- Poster
- Directed by: Thiru
- Produced by: K. Keshavan
- Starring: Namitha Kartheesh
- Cinematography: K. V. Suresh
- Edited by: MP Ravichandran
- Music by: Sundar C. Babu
- Production company: k Cinema
- Release date: 12 March 2010;
- Country: India
- Language: Tamil

= Azhagaana Ponnuthan =

Azhagaana Ponnuthan is a 2010 Indian Tamil-language romance film written and directed by Thiru that stars Namitha and newcomer Kartheesh, with R. Parthiban playing an older version of Karthick's role. The film is an unofficial remake of the Italian film Malèna (2000) directed by Giuseppe Tornatore. The film's score and soundtrack composed by Sundar C. Babu. The film was released on 12 March 2010.

==Plot==
An ageing Karthik recollects his travels with a woman whom he had developed an affinity in his teens. A younger Karthik falls instantly for a woman named Jennifer, who is older than him. She is admired and respected by everyone, especially men. It is all but Karthik's wild imagination is the rest. Karthik sings duets with Jennifer and runs behind her. However, in the latter half, he goes into a shell, brooding over his love and beloved. Twists and turns reveal that Jennifer's husband died in the India–Pakistan war of 1971. What happens then forms the climax.

==Production==
The film was launched in 2006 and was finished in 2009 due to production delays. Namitha refused to star halfway through the film. After Thiru filed a complaint at the Producers' Council, it was decided that Namitha should complete the film.

==Soundtrack==
The music was composed by Sundar C. Babu.
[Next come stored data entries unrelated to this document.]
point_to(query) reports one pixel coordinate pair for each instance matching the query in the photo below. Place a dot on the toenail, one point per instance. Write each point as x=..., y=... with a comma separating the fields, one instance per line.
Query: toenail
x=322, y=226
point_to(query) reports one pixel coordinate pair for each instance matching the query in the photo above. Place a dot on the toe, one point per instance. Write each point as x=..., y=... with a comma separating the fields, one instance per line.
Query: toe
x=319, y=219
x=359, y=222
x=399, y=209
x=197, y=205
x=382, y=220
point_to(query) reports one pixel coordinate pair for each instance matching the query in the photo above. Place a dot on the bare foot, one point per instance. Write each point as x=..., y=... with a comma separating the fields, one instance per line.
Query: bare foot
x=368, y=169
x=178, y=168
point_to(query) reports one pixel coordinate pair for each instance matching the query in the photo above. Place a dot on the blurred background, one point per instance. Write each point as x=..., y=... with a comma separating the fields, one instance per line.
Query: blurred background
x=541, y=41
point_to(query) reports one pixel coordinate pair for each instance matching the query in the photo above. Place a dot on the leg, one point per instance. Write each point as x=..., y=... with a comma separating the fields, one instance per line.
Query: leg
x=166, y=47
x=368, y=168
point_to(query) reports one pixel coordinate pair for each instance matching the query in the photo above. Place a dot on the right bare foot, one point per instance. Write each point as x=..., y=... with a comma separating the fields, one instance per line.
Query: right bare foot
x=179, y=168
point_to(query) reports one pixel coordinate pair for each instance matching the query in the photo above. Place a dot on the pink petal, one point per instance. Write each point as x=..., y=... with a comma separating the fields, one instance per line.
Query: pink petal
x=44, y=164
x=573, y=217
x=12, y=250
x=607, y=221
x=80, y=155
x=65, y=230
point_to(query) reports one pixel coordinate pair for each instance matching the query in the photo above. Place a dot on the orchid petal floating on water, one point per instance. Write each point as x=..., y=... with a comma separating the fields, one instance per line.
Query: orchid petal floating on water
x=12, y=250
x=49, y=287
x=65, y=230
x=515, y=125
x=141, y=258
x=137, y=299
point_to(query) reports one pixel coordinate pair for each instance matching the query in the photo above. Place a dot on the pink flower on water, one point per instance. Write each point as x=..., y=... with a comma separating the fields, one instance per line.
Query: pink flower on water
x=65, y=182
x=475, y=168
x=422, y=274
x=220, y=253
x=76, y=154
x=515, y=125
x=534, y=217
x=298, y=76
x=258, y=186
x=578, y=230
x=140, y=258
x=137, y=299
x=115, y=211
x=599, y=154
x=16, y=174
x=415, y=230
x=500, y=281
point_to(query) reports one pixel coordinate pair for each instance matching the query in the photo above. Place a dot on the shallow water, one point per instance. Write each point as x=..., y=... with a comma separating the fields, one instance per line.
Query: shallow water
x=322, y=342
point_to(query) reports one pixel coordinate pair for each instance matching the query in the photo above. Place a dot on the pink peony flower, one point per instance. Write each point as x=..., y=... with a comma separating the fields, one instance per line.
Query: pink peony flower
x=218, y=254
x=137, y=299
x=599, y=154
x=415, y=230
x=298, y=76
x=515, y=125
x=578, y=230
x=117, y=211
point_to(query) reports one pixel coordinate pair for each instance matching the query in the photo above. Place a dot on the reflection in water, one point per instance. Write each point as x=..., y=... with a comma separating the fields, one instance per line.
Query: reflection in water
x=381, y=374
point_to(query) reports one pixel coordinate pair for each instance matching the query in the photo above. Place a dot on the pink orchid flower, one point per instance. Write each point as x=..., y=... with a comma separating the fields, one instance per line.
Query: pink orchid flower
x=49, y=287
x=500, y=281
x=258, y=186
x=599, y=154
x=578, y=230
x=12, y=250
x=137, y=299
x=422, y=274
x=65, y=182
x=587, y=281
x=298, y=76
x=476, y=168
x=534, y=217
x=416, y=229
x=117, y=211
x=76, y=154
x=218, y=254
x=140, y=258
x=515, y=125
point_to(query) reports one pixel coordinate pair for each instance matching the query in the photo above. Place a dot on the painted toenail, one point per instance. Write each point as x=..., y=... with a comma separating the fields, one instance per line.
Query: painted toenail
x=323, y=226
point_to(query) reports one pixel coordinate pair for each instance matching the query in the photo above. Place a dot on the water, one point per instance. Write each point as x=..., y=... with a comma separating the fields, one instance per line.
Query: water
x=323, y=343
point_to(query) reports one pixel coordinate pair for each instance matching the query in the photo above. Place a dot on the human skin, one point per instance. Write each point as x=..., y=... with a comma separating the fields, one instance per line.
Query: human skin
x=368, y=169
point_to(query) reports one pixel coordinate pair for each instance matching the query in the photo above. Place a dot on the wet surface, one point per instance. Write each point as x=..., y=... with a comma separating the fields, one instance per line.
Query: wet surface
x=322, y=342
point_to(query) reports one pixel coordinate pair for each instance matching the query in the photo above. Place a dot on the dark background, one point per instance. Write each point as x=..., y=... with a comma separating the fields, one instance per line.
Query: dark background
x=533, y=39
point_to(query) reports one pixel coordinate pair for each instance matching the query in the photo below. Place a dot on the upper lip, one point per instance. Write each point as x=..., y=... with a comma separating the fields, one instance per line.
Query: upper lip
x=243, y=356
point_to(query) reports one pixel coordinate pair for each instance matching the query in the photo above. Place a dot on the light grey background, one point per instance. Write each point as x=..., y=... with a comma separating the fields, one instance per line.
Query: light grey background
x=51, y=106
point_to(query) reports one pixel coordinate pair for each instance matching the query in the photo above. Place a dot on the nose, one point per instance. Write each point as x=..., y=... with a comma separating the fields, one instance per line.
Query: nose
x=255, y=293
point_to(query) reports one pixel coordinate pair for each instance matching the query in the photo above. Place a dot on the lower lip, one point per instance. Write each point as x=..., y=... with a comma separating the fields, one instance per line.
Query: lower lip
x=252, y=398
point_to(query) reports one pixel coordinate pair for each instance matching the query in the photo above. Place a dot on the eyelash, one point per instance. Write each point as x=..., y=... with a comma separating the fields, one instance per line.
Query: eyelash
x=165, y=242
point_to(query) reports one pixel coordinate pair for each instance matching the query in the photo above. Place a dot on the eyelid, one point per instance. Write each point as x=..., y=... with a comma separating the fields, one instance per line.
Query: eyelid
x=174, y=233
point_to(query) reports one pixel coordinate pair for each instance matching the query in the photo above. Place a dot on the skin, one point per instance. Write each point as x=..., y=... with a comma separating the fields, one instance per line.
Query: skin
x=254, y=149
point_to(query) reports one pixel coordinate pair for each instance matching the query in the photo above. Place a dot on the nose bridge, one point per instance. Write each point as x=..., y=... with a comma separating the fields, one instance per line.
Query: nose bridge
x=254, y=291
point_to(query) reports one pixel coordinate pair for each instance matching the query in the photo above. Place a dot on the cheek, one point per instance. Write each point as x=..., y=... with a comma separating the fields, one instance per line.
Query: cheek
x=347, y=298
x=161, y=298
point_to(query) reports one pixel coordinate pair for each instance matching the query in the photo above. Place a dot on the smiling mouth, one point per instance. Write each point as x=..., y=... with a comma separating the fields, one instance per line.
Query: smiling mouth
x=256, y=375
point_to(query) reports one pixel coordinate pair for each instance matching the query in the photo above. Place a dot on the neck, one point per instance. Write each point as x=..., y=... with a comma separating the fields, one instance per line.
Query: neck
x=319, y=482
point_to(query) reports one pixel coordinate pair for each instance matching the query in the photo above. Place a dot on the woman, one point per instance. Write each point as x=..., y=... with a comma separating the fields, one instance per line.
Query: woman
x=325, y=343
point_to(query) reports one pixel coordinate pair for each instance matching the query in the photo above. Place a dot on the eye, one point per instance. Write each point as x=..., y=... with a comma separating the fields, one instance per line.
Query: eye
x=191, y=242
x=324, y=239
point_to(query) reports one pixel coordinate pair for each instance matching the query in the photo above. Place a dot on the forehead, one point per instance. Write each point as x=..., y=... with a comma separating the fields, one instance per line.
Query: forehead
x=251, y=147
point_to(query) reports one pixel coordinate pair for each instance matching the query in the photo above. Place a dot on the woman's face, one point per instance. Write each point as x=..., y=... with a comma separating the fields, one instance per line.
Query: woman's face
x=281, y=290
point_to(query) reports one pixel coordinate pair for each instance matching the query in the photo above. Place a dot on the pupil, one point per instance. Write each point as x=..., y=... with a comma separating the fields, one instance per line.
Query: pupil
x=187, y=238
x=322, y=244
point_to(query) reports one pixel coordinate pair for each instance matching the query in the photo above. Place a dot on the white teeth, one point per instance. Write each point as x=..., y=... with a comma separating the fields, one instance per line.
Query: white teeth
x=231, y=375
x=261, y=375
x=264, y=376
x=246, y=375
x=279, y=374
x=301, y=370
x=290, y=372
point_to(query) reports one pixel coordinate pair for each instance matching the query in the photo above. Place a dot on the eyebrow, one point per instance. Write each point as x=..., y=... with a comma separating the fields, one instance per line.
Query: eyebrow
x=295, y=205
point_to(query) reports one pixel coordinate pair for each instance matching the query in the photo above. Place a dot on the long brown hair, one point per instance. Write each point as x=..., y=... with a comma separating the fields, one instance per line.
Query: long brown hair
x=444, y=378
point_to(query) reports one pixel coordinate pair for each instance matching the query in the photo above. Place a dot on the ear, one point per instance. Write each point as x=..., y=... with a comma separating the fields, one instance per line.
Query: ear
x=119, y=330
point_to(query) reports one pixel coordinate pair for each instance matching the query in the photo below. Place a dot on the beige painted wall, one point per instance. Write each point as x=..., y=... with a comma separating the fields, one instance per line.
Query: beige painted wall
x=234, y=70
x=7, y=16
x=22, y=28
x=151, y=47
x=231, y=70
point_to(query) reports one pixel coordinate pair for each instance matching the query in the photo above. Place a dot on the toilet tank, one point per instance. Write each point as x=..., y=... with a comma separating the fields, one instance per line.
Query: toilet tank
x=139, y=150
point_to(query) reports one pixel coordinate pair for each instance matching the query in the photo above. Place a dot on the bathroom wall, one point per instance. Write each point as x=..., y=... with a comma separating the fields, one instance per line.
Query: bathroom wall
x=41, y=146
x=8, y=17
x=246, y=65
Namitha received flak for not participating in the audio release.
- "Vaanathu Nilavu" – Karthik – Yugabharathi
- "Poovin Vayathenna" – Afsal – Kavivarman
- "Meesai Mulaivida" – Naresh Iyer – Kavivarman
- "Saama Kodangi" – Ganga – Yugabharathi
- "Enakkulle" – Karthik – Yugabharathi

== Release and reception ==
Since the film was given an 'A' (adults only) certificate, the film was not released in many theatres and became a box office failure. A critic from Sify wrote, "Keep away from this film, which leaves you cold!"